Thursday, June 02, 2005

Whisky Prajer's List of Five Heartbreaking Works of Staggering (Canadian) Genius

Again, avoiding Margaret Atwood and Robertson Davies:

Anything by Alice Munro. There's a reason why she's called "Canada's Living Chekov" (hint: it has nothing to do with putting on a red velour tunic and a bad accent).

The Ash Garden by Dennis Bock. At the rate I was giving this book away after 9/11, I was courting bankruptcy.

In The Wings, by Carole Corbeil. This link has the entire Books In Canada review - a rather moving bit of prose itself.

The Last Crossing by Guy Vanderhaeghe. In a just universe, this guy would be bigger than Larry McMurtry, Wallace Stegner, or even Cormac McCarthy.

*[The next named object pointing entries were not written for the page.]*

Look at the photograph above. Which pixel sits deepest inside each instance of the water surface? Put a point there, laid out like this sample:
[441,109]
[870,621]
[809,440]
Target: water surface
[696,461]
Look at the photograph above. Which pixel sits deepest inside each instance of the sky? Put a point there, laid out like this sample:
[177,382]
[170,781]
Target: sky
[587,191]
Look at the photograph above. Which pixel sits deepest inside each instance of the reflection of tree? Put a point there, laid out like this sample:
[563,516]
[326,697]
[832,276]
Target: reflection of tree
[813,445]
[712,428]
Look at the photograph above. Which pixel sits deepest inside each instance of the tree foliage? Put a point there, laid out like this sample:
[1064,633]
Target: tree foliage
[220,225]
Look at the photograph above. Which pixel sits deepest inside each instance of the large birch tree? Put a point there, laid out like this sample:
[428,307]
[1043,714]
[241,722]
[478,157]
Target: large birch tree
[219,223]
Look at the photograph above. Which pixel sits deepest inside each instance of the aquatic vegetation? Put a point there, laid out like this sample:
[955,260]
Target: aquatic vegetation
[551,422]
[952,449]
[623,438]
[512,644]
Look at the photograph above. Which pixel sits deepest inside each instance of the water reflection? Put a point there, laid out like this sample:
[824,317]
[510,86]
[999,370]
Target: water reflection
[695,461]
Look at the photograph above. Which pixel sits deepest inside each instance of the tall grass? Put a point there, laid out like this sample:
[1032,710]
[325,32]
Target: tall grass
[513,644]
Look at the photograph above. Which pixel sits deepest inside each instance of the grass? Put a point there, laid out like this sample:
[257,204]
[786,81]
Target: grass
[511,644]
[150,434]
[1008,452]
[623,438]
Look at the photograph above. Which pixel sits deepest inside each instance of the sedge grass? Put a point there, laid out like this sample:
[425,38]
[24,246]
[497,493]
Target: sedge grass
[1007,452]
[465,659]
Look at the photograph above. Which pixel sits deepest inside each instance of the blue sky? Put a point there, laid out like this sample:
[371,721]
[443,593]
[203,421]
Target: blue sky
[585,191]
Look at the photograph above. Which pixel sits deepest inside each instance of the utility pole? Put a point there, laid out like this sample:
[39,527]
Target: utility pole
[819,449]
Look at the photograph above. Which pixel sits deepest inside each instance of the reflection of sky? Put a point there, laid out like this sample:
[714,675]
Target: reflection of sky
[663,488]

That Summer In Paris by Morley Callaghan. Okay, so this last one isn't a novel. But it's a brilliantly rendered account of what it was like to be a Canadian (like, regular guy, eh?) rubbing elbows with Gertrude Stein's "Lost Generation" in Paris - the last generation of writers everyone paid attention to.

Enjoy! (Thanks, DV!)

2 comments:

DarkoV said...

Whew!? Great pair of posts here. You're truly a font of unfamiliar authors. Intriguing one sentence reviews which are enough, at least for me, to at least do a cursory 25-30 page scouting trip.
Just wondering. Ondaatje, Johnston, & my current fav. (thanks to one of your previous entries), Toews? No mention since they're better known, or are both of your lists here living things to be added onto?

Whisky Prajer said...

I was within a hair's breadth of listing Ondaatje's In The Skin Of A Lion, instead of Callaghan's delicious little memoir. In that case, I followed my oh-so-Canadian instincts, and listed the lesser-known. Wayne Johston's Colony of Unrequited Dreams is very, very good, but I'm not sure I could shoehorn him into a list of only five books. Ditto, Ms. Toews. Also, I'm told by my Steinbach informant that Ms. Toews is currently on an international tour of countries who have translated and published her work, including Japan and China. This tour is slated to conclude with a public reading at the Roman Collosseum, where she will be opening for Salman Rushdie. Since Ms. Toews is but one slender degree removed from her creation No-Me's fondest desire of becoming Lou Reed's first Mennonite consort, she needs no more publicity help from me!